Kini, setelah 25 tahun lebih gerakan reformasi, nepotisme (dan kolusi) jarang disoal orang, Term yang tetap hangat hanya korupsi. Jarangnya nepotisme diperdebatkan mengesankan ia tidak terjadi lagi, atau justru terjadi tetapi sudah dianggap biasa dan lumrah. Hal ini disebabkan “nepotisme” cenderung menjadi bagian dari budaya bangsa Indonesia dan tidak dianggap melawan hukum. Seseorang yang jadi orang berpangkat, lalu melupakan keluarga atau kenalannya akan dianggap lupa kacang akan kulit. Sebaliknya jika setelah jadi berusaha mengutamakan keluarga atau sahabatnya, itulah orang yang pandai membalas jasa.

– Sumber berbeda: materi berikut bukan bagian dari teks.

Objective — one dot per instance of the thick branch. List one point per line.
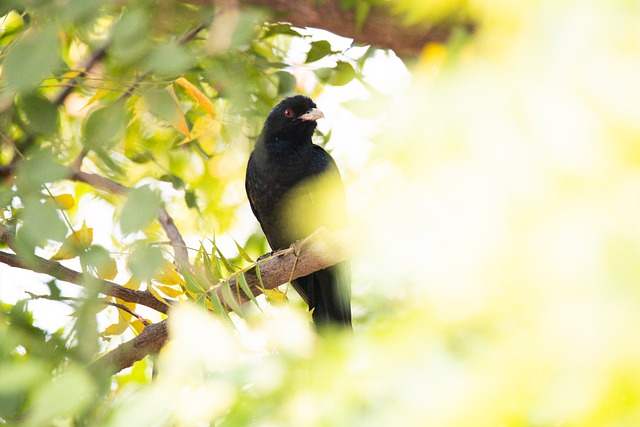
(150, 341)
(54, 269)
(320, 250)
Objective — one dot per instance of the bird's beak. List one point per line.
(312, 115)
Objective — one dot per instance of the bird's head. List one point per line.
(293, 120)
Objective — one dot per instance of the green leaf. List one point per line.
(362, 12)
(142, 207)
(190, 199)
(227, 294)
(65, 396)
(131, 36)
(105, 126)
(41, 115)
(170, 59)
(162, 105)
(286, 83)
(284, 29)
(145, 261)
(41, 222)
(242, 252)
(219, 309)
(191, 283)
(319, 50)
(41, 168)
(176, 181)
(31, 59)
(242, 281)
(230, 268)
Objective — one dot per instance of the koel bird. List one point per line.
(294, 187)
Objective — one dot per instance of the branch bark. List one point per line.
(382, 28)
(320, 250)
(105, 184)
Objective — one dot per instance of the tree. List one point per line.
(484, 253)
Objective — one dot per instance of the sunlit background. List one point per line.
(495, 185)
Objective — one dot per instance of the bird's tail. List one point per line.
(328, 293)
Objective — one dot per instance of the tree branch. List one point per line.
(320, 250)
(150, 341)
(54, 269)
(382, 28)
(172, 232)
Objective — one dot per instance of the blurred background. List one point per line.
(492, 172)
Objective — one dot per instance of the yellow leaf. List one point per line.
(196, 94)
(116, 328)
(125, 314)
(179, 121)
(70, 75)
(63, 201)
(170, 292)
(107, 270)
(75, 243)
(168, 275)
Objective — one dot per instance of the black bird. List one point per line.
(294, 188)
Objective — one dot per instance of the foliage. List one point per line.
(496, 276)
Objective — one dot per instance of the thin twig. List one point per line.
(57, 270)
(169, 226)
(320, 250)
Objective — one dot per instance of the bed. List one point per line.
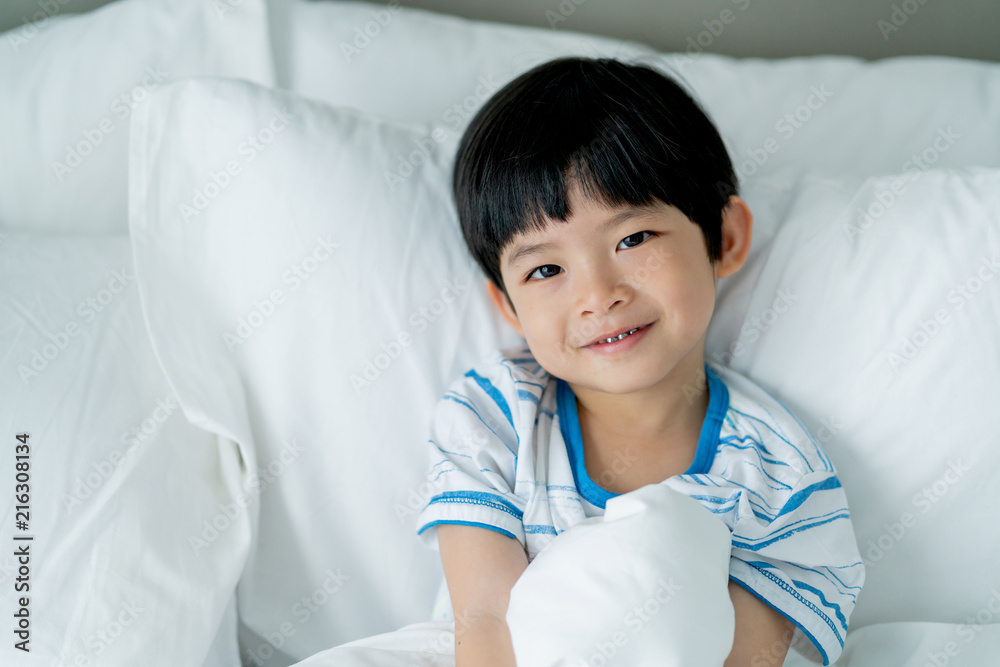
(232, 288)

Menarik dipertanyakan, mengapa kecenderungan itu terjadi dan apa akibatnya terhadap penyelenggaraan negara di daerah. Apakah pengangkatan semacam itu ada nuansa nepotisme-nya dan sampai di mana batas toleransinya. Dan adakah nepotisme yang dibolehkan.
Spekulasi Politik
Hampir pasti fenomena ini efek domino pemilu dan pilkada sebagai usaha besar memperebutkan posisi strategis kepemimpinan. Mengantar kesuksesan tentu banyak pihak terlibat, tidak saja partai politik dan tim sukses, juga pejabat di sekeliling calon yang memberi dorongan meskipun secara tidak langsung. Pejabat yang posisinya jauh, berada atau mendukung calon lain dan tidak sekantor/sedaerah dengan calon mungkin kurang dilihat. Ketika sang calon menang orang dekatlah yang lebih diprioritaskan duduk.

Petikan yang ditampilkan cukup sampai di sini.